For the large-scale, population-based validation, the researchers leveraged data collected in the Northwestern Medicine Enterprise Data Warehouse between 2011 and 2021. Five drug cohort comparison analyses were performed, as was propensity score matching for age, gender, race and comorbidities.
“Our analysis of the EHR data showed that metformin was significantly associated with a 52% reduced likelihood of AF compared with the combined drug cohort,” Dr. Chung says. “A subgroup analysis also showed that the effect size for metformin was stronger in women than in men.”
“We can trim 10+ years from the drug development pipeline by starting with already approved drugs and testing them in a very computationally efficient way, such as with artificial intelligence technology,” says co-author Feixiong Cheng, PhD, associate staff in the Genomic Medicine Institute in Cleveland Clinic’s Lerner Research Institute.
Part of broader AF research efforts at Cleveland Clinic
This work is related to a $14.2 million grant from the National Institutes of Health recently awarded to Dr. Chung and Cleveland Clinic colleagues to investigate new AF treatments using genomic data, as covered previously on Consult QD. According to the authors, a strength of the study is its use of a Cleveland Clinic biorepository of left atrial tissue from a cohort of patients with AF and control individuals to generate the AF disease module, in contrast to traditional disease-associated gene approaches reported in the literature.

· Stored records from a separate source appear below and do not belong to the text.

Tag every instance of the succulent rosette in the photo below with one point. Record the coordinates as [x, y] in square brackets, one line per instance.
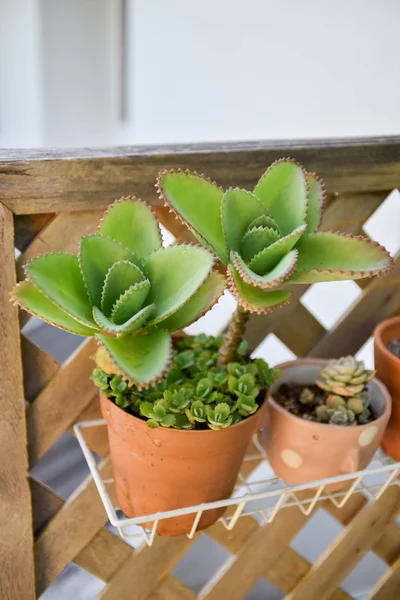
[269, 237]
[125, 289]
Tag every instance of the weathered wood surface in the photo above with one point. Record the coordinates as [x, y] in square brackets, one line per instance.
[16, 539]
[46, 181]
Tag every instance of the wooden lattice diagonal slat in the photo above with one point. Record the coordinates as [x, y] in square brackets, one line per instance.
[56, 198]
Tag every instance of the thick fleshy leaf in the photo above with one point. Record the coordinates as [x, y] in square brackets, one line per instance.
[283, 191]
[59, 277]
[257, 239]
[132, 223]
[97, 254]
[198, 305]
[175, 274]
[130, 326]
[120, 277]
[31, 299]
[254, 299]
[329, 256]
[198, 202]
[238, 209]
[141, 358]
[275, 277]
[316, 200]
[268, 258]
[130, 302]
[265, 221]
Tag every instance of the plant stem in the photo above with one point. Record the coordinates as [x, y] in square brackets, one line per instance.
[233, 336]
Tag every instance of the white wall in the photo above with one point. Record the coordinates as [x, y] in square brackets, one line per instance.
[20, 74]
[197, 71]
[229, 69]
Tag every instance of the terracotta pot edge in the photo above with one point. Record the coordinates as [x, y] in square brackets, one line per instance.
[319, 361]
[377, 335]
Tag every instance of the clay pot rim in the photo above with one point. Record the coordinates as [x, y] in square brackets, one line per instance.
[322, 361]
[197, 431]
[377, 334]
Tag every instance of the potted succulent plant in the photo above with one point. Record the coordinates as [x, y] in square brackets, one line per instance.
[268, 240]
[181, 416]
[178, 425]
[387, 364]
[325, 419]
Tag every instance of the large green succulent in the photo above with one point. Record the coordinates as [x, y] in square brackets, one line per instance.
[124, 288]
[268, 238]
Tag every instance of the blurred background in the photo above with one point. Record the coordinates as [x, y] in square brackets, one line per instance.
[127, 72]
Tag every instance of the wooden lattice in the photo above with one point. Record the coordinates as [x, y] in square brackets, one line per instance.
[48, 201]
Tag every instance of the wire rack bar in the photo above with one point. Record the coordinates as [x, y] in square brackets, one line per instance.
[248, 502]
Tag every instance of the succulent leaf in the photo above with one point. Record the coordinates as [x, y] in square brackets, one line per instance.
[283, 191]
[239, 208]
[273, 278]
[176, 273]
[120, 277]
[97, 254]
[202, 300]
[141, 358]
[130, 302]
[58, 276]
[316, 201]
[254, 299]
[256, 239]
[34, 301]
[129, 326]
[265, 221]
[133, 224]
[198, 201]
[329, 256]
[267, 259]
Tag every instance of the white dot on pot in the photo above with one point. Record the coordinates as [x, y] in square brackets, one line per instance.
[291, 459]
[367, 436]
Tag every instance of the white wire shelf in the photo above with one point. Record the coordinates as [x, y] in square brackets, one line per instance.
[261, 494]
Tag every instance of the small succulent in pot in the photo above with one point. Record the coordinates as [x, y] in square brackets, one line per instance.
[339, 395]
[316, 433]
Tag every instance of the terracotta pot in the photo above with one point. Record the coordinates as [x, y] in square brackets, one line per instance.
[388, 370]
[300, 451]
[165, 469]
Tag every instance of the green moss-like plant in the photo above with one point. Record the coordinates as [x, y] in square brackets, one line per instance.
[124, 289]
[268, 238]
[195, 394]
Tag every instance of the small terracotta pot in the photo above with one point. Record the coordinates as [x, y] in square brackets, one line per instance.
[388, 370]
[164, 469]
[300, 451]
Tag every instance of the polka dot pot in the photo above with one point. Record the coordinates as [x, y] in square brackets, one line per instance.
[301, 451]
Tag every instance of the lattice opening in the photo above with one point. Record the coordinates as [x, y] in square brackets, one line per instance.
[329, 301]
[217, 318]
[366, 353]
[74, 583]
[383, 225]
[273, 350]
[266, 590]
[200, 563]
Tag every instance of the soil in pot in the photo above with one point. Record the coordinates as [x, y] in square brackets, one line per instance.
[305, 400]
[181, 442]
[301, 450]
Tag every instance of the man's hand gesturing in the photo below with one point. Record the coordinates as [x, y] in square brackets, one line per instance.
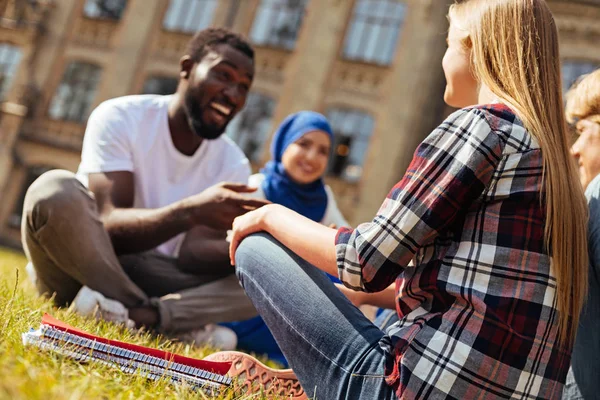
[220, 204]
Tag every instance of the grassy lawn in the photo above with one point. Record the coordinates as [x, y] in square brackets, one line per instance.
[28, 373]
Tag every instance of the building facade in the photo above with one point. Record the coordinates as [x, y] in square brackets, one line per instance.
[372, 66]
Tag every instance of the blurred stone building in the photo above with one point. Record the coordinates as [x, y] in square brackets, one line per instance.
[372, 66]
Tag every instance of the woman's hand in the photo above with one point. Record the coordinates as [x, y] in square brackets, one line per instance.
[356, 298]
[244, 225]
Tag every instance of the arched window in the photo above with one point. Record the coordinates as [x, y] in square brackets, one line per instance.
[374, 31]
[10, 57]
[189, 16]
[278, 22]
[250, 129]
[32, 174]
[160, 85]
[573, 69]
[104, 9]
[353, 130]
[75, 94]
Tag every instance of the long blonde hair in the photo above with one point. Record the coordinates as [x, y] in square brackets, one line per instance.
[514, 52]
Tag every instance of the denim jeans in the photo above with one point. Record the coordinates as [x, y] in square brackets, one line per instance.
[67, 244]
[332, 347]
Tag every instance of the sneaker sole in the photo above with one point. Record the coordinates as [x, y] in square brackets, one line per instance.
[253, 376]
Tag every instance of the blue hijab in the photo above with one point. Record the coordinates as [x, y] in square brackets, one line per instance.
[309, 199]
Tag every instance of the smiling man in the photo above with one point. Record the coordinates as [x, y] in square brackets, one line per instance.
[108, 240]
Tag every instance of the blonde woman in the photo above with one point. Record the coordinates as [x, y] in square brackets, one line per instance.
[485, 237]
[583, 111]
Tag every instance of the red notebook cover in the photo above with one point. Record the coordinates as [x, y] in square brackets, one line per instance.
[220, 368]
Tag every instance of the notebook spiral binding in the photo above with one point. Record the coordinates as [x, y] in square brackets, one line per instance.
[83, 349]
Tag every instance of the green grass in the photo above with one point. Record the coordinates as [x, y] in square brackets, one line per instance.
[29, 373]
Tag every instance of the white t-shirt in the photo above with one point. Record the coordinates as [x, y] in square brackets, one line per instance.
[333, 215]
[131, 133]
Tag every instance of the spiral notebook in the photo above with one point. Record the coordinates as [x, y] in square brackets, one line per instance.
[56, 336]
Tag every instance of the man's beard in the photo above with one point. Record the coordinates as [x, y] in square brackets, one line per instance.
[194, 114]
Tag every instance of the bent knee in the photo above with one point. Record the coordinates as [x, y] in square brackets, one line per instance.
[56, 193]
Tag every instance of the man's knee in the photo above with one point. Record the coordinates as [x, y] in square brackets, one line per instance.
[57, 193]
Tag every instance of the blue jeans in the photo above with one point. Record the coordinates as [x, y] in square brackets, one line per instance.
[332, 347]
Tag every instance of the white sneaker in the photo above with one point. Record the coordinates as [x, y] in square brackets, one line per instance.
[212, 335]
[88, 302]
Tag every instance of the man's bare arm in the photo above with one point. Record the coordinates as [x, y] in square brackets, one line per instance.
[134, 230]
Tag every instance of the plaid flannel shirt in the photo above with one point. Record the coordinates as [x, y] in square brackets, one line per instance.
[462, 236]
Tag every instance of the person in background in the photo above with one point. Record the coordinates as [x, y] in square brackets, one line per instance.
[108, 239]
[484, 236]
[300, 151]
[583, 112]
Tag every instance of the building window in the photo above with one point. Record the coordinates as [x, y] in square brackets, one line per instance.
[250, 129]
[353, 130]
[32, 174]
[189, 16]
[104, 9]
[75, 94]
[10, 56]
[573, 69]
[277, 23]
[374, 30]
[160, 85]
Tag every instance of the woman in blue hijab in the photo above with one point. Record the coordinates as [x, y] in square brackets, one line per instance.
[293, 177]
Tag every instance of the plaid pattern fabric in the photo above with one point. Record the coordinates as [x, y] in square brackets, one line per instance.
[462, 235]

Several previous studies have provided strong evidence for an association between AF and metabolic syndrome diseases, and this new research suggests there may be therapeutic benefits to managing metabolic and inflammatory pathways in patients with AF.
“Our group has a significant interest in upstream therapies for AF,” says Dr. Chung. “We need randomized trials to determine whether controlling comorbidities such as obesity, hypertension, heart failure and diabetes improves AF, and whether the drugs for those conditions have a direct effect on AF.”

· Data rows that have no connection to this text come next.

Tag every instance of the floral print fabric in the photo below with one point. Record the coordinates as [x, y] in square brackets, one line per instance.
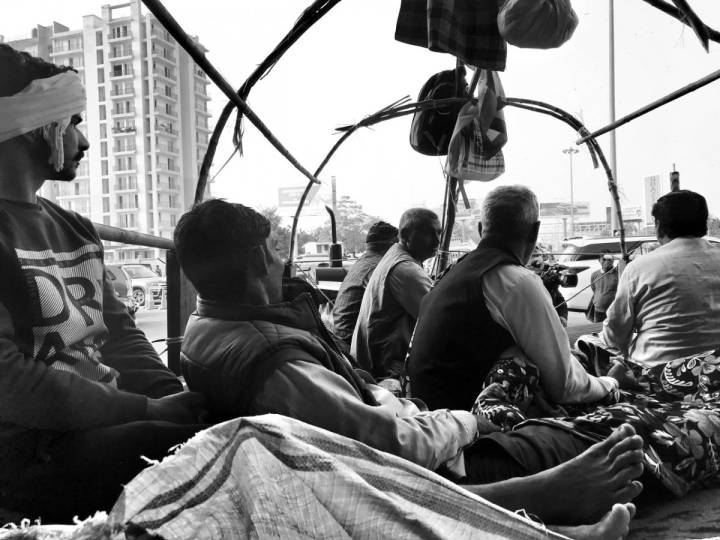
[676, 411]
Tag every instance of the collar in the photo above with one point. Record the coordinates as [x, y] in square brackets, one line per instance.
[298, 313]
[495, 243]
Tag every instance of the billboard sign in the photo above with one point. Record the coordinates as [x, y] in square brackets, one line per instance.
[562, 209]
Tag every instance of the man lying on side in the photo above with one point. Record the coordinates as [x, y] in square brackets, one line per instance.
[251, 353]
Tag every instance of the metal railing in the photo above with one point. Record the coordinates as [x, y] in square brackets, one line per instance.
[180, 292]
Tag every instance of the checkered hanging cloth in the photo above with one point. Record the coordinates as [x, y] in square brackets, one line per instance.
[475, 151]
[466, 29]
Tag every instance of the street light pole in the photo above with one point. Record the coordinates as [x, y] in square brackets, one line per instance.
[570, 151]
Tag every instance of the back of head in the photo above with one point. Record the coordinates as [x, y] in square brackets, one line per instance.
[416, 219]
[19, 69]
[681, 213]
[381, 236]
[509, 211]
[213, 241]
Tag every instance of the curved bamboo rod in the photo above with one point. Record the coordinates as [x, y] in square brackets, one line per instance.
[403, 108]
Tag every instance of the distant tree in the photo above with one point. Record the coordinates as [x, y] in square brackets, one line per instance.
[281, 234]
[714, 226]
[353, 224]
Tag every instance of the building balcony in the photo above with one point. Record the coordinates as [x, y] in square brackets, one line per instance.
[161, 75]
[122, 114]
[114, 39]
[165, 130]
[65, 52]
[125, 55]
[116, 76]
[123, 93]
[163, 35]
[170, 60]
[171, 97]
[162, 112]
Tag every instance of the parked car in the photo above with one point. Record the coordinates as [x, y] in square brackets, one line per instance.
[582, 256]
[123, 288]
[146, 285]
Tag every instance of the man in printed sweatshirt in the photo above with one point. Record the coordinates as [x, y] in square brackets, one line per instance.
[83, 394]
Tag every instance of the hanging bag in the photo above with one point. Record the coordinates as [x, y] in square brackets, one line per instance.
[537, 24]
[431, 129]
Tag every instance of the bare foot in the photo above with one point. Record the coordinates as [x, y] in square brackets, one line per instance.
[584, 488]
[614, 526]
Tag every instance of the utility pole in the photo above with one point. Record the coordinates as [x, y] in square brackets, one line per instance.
[613, 149]
[334, 194]
[570, 151]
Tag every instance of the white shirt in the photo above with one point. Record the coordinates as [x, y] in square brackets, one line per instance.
[518, 301]
[671, 298]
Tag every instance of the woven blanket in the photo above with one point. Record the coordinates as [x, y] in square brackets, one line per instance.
[274, 477]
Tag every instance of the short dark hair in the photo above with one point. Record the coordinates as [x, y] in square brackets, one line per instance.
[681, 213]
[213, 241]
[415, 218]
[19, 69]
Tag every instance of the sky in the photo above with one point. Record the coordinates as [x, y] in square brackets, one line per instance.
[349, 65]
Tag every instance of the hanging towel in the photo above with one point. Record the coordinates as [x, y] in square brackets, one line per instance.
[475, 151]
[466, 29]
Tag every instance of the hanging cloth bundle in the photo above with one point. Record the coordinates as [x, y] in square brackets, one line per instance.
[466, 29]
[475, 151]
[537, 24]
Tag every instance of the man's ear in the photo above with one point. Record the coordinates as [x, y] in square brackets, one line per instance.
[534, 231]
[258, 264]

“We now have many tools to better understand the biological basis of diseases, which allows us to repurpose effective drugs to prevent disease progression,” notes W.H. Wilson Tang, MD, a Cleveland Clinic cardiologist with appointments in the Department of Cellular and Molecular Medicine and the Genomic Medicine Institute in Cleveland Clinic’s Lerner Research Institute. “Metformin is a good example,” says Dr. Tang, who was not involved in the current study. “Not only does it tackle metabolic dysregulation, but it also acts on many aging-related disease processes. However, prospective clinical studies are still needed for scientific validation and clinical adoption.”
Related research on the horizon
The Cleveland Clinic research team led by Dr. Chung is currently enrolling patients in the TRIM-AF trial, a prospective 2×2 factorial study comparing metformin (up to 750 mg twice daily) and/or lifestyle/risk factor modifications for reducing AF burden and progression. The secondary aim is to determine clinical, genomic and biomarker predictors of AF progression that may be used to personalize upstream therapies.

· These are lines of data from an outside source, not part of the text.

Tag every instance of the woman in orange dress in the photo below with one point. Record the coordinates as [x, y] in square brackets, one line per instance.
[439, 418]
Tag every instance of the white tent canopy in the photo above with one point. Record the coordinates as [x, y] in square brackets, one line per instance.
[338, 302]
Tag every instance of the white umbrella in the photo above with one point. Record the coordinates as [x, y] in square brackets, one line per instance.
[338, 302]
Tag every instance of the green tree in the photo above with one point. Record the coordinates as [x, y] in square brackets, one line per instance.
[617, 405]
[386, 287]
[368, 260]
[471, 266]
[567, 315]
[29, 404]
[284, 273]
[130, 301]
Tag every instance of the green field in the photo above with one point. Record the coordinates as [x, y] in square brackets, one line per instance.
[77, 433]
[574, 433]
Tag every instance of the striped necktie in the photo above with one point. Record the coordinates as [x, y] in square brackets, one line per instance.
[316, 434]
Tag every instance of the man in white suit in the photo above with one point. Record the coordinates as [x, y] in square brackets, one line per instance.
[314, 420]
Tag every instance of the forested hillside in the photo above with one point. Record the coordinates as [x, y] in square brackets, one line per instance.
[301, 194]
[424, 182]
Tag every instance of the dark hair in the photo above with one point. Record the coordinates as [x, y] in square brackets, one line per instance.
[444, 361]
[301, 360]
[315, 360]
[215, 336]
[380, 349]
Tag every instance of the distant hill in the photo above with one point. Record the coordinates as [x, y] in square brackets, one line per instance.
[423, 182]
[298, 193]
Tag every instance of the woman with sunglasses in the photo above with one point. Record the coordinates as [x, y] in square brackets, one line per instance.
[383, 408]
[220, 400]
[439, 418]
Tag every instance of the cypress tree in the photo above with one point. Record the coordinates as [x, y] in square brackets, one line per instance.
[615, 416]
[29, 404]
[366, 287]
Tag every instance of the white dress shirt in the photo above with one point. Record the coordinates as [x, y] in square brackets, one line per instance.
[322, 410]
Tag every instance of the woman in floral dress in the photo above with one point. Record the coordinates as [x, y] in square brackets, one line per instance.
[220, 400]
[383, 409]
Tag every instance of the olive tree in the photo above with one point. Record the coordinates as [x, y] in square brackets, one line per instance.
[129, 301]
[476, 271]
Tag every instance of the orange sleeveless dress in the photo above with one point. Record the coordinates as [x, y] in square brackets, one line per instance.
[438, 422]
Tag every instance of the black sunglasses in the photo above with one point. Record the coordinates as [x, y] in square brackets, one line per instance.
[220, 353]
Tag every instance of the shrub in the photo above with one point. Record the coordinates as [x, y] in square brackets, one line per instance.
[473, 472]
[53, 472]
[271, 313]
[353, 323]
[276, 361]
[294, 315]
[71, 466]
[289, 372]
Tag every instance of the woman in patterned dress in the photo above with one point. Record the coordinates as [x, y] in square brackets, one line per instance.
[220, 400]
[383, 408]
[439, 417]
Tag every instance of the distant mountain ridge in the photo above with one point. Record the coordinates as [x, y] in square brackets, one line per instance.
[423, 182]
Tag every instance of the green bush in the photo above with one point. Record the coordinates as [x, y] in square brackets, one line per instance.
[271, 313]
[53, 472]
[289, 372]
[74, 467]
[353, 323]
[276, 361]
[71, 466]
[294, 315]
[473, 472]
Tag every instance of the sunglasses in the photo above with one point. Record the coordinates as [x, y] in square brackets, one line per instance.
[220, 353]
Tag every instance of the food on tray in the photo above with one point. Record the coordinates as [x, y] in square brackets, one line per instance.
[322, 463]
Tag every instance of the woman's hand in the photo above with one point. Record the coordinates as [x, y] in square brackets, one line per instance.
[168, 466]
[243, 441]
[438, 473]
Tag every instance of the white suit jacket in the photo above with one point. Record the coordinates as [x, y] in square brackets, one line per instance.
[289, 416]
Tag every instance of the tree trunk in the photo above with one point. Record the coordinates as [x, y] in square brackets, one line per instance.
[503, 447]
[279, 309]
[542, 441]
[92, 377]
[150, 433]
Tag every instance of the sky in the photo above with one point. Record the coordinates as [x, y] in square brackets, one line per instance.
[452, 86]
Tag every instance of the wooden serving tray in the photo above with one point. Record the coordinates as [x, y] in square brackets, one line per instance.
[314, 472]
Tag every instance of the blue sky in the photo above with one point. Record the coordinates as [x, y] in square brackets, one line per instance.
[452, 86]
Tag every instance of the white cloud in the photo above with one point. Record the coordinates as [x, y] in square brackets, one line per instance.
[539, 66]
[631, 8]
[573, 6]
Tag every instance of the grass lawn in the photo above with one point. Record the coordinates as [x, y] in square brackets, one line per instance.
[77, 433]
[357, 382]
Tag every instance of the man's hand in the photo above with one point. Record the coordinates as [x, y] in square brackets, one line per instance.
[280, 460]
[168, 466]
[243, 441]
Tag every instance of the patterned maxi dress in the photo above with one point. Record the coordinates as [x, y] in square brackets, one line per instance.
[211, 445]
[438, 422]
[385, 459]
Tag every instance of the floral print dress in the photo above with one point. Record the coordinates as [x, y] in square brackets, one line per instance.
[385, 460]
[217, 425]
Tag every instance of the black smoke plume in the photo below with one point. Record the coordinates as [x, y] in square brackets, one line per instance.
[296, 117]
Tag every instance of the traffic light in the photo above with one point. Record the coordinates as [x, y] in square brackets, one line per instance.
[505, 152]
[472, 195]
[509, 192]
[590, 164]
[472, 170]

To be eligible, participants must have implanted pacemakers or defibrillators with atrial leads and at least one ≥ 5-minute episode of AF over the prior three months. Randomization is stratified by pacemaker versus implantable cardioverter-defibrillator and rhythm at enrollment (sinus rhythm/atrial paced vs. AF).
When asked about future avenues for research in AF, Dr. Chung says that “with support from the NIH, we will be layering additional omics onto our analyses to further refine the list of candidate drugs for incident AF. We also want to try to identify candidate drugs to slow the progression of AF. Teasing out those types of effects in electronic health record data will be more difficult.”